Social media – or the technology and web-based tools used to connect people, resources, and ideas – offers an incredible opportunity for physicians to meet patients where they are, and the data suggests, patients are online. Advancing community engagement initiatives in medicine demands new solutions to complex and challenging problems. Future success relies on how well medicine, as a field, takes advantage of the technology to broadly disseminate credible health information in a space where patients set the agenda. Moreover, using social media to create partnerships between key stakeholders in community health, including community advocates and local and state government, can revolutionize our current models of care and add civic engagement to a physician’s repertoire of treatment modalities.

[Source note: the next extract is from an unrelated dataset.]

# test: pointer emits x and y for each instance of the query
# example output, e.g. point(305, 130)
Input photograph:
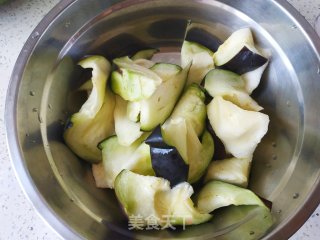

Admittedly, social media is not the entire solution. But, embracing new technologies to eliminate traditional barriers that prevent the medical system from responding to healthcare needs in holistic and systemic ways, is an important start. Future work must address the potential health disparities that may be created when access to health information is contingent upon access to the internet. However, much is being done to advance mobile health solutions to ensure that everyone benefits from the sharing of information and pooling of resources likely to mark the new age of social media in medicine.

Exploring the uses of social media in medicine is a growing interest of mine and I am fortunate to be connected to a few leaders in the field who are really blazing the trail including Wendy Sue Swanson, MD, Bryan Vartabedian, MD, Ricky Choi, MD, and Heidi Roman, MD. Click on their name and follow them on twitter!

What do you think about social media in medicine?

Footnote: * Some medical problems clearly require medical care that can best be provided in a hospital and/or clinic setting and patients with such ailments rightfully deserve the benefits new technology and innovative medical strategies may bring to bear on their treatment course. This statement is only meant to highlight the growing number of patients who rely on our healthcare system because of problems that currently lie outside the purview of “physician” responsibilities. This illustrates the need for partnerships between physicians, patients, community advocates, and local government to collectively address the needs in our communities that beget major health problems and significant health disparities.